Experimental populations and release–recapture protocol

For the identification of regions putatively under divergent selection, a sample of individuals from the lake and the stream population was needed. These samples, hereafter referred to as natural population samples, included 240 individuals from the lake and 229 individuals from the stream, captured as adults during the breeding season in 2016 for a different experiment45. The sex ratio was balanced in both samples.
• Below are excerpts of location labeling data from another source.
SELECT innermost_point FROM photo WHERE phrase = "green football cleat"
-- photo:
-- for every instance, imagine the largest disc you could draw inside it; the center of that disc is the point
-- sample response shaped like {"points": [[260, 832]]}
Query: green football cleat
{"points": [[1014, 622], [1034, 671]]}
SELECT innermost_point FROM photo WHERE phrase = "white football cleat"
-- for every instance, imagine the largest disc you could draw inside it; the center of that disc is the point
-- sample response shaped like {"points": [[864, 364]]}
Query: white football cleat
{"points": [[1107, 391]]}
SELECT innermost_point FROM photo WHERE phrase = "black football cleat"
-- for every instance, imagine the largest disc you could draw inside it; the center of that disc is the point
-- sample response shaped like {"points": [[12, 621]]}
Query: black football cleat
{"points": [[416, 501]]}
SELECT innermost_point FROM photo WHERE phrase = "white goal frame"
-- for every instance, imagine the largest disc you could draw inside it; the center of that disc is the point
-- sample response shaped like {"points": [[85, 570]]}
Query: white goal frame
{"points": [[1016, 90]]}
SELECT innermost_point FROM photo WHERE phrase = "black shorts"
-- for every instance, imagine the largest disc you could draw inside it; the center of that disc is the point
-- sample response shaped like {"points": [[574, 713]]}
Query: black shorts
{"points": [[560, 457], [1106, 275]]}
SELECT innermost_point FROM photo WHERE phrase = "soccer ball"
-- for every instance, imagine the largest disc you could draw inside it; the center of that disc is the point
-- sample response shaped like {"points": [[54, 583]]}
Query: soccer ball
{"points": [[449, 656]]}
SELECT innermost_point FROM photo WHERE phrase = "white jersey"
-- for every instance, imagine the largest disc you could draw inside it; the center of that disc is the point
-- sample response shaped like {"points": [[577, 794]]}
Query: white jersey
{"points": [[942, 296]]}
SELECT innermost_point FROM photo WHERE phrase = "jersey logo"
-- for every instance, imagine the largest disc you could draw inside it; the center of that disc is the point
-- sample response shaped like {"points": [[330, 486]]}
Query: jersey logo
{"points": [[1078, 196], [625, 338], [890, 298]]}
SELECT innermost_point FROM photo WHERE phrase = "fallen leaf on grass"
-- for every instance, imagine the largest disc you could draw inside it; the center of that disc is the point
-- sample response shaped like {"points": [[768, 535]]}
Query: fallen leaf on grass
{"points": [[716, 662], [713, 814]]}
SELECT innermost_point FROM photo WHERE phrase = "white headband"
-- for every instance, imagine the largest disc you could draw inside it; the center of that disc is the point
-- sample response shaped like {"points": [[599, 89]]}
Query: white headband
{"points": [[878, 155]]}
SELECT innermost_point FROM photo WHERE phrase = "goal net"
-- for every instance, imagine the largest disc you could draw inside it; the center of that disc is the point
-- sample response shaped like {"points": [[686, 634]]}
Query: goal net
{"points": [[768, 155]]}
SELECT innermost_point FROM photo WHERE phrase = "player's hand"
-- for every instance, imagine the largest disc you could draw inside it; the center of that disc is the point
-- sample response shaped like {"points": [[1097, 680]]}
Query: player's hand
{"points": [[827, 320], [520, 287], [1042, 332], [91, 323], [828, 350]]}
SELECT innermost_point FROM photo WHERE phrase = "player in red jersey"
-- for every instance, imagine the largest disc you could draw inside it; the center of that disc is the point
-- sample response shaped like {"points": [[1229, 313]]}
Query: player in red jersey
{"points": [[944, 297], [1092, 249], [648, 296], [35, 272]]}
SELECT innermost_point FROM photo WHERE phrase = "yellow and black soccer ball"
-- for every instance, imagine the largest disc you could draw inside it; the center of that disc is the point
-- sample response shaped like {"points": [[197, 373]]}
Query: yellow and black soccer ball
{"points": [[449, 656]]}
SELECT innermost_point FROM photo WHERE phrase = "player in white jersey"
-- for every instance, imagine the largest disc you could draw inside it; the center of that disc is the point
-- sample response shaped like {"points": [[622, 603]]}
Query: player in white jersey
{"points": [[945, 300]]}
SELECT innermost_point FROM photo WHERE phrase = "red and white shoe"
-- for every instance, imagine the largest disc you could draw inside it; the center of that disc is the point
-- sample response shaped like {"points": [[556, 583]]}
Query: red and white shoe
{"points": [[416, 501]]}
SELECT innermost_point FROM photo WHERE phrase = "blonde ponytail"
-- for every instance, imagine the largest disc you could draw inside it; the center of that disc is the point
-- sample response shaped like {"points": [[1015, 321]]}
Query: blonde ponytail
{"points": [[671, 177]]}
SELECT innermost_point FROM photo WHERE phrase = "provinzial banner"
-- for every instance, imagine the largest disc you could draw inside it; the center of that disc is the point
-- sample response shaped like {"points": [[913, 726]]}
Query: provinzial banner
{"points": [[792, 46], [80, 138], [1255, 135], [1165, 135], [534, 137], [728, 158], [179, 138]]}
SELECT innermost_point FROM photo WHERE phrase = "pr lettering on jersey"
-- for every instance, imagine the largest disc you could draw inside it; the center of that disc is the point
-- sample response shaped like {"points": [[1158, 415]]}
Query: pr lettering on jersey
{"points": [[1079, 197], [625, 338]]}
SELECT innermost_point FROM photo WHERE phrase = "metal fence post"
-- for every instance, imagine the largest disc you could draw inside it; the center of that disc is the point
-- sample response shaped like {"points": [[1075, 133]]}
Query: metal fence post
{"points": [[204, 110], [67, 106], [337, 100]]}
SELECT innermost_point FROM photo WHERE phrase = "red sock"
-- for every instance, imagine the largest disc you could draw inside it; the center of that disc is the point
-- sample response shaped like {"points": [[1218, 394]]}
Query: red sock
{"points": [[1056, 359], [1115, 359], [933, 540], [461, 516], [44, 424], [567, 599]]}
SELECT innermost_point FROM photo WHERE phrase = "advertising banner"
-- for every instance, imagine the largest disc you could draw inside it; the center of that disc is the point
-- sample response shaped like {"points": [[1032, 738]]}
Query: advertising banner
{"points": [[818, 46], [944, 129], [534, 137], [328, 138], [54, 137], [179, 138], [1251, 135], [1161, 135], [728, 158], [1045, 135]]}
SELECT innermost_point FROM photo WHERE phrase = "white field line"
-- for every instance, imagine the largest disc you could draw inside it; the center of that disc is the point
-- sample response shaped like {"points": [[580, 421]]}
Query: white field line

For the release–recapture experiment, we derived from laboratory lines a large F2 hybrid population that, due to random assortment and recombination, represented a genomic mixture of lake and stream ancestry (Fig. 1). In brief, 20 lake and 20 stream individuals caught in the wild in May 2013 were crossed artificially to obtain ten unique pure-bred lake and ten stream families, from which ten F1 lake-stream hybrid families were derived in the spring of 2014 (see refs. 28,30 for details on the parental and F1 hybrid lines, and on husbandry protocols). In May 2015, 196 F2 hybrid crosses were generated based on 92 F1 hybrid females (crossed for a maximum of three times) and 58 males (siring a maximum of 6 clutches) combined haphazardly across the F1 families. The resulting F2 families were pooled haphazardly into 30 total aquaria of 55–160 L volume (5 to 15 families per aquarium). Although no effort was made to control pedigrees, our crossing protocol ensured that a reasonably high proportion of the genetic diversity of the lake and stream founder individuals was represented in the F2 hybrid population28,30. Laboratory mortality was negligible. All laboratory work was approved by the Veterinary Office of the Canton of Basel City.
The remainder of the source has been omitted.